[comp.graphics] Data Compression

greid@ondine (Glenn Reid) (11/17/87)

As I understand it, 3-to-1 compression rates are close to optimal unless you
can take advantage of the "context" (i.e. knowing that there may be many
sequential frames that are essentially the same).

The way compression schemes work, in general, is to take N bits of data and
represent the pattern in M bits (hopefully N > M).  For example, a run-length
encoding can represent a run of white bits by just encoding the number of
white ones in a row, instead of representing each of them individually.

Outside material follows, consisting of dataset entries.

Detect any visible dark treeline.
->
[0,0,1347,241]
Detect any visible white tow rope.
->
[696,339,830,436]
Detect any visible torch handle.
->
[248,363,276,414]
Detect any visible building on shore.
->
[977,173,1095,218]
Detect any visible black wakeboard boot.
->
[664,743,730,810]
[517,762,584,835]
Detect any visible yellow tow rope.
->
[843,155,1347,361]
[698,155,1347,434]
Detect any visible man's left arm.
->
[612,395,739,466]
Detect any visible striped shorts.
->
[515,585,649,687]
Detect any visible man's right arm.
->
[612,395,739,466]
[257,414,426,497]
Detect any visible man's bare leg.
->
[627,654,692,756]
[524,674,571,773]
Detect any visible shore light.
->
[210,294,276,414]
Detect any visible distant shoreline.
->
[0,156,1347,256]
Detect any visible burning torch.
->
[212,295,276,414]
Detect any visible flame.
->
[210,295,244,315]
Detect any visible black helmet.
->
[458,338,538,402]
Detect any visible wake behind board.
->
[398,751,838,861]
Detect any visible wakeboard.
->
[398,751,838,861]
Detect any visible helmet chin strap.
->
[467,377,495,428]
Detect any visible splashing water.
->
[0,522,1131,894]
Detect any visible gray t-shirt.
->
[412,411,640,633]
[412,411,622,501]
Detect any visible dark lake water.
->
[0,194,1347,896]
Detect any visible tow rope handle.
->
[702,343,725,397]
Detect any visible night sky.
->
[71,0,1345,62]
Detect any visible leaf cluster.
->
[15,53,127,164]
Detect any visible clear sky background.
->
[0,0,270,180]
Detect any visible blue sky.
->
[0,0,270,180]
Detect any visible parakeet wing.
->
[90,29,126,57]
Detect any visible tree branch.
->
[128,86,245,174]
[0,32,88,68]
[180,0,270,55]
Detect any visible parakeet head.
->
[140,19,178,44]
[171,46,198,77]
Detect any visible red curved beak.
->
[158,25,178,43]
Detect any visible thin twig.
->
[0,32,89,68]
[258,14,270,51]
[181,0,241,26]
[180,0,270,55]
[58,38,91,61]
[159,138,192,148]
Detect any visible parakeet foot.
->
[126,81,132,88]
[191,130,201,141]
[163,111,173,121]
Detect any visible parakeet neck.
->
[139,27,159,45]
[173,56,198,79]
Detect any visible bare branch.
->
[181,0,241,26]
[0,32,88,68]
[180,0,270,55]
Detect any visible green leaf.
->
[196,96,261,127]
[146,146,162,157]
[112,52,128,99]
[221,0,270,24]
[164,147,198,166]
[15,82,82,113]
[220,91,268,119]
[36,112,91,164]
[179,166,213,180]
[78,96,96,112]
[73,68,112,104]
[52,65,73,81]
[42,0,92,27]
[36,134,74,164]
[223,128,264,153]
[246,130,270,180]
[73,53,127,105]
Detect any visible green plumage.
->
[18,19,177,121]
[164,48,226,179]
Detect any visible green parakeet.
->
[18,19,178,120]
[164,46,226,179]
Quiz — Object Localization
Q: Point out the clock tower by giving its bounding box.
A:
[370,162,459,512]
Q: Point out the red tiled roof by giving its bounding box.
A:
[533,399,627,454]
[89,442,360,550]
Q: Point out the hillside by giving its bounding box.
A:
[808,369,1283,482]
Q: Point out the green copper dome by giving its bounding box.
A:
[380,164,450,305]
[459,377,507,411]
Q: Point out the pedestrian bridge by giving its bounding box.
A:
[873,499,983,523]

An interesting variation on this is to represent bitmaps as hexadecimal.  This
is, in fact, a 2-to-1 loss (not really a compression scheme), but it has
the property that there is an external "table lookup" mechanism implied by
the compression scheme.  In particular, the ASCII character code system is
used to represent the hex digits, which are then interpreted as base 16
numbers instead of characters.  The "table lookup" is implicitly the
ASCII character set.

I started thinking about using, say, the Macintosh Screen Fonts as a kind of
table for bitmaps.  A bit pattern could be represented by a single byte if
it happened to match a screen font character in a system font (modulo the
problem that someone could edit the fonts).  Depending on the font, this
could be quite a substantial compression scheme.  But it suffers from being
"context-dependent" in the same sense that the previous examples were, since
it would rely on a Macintosh-specific resource.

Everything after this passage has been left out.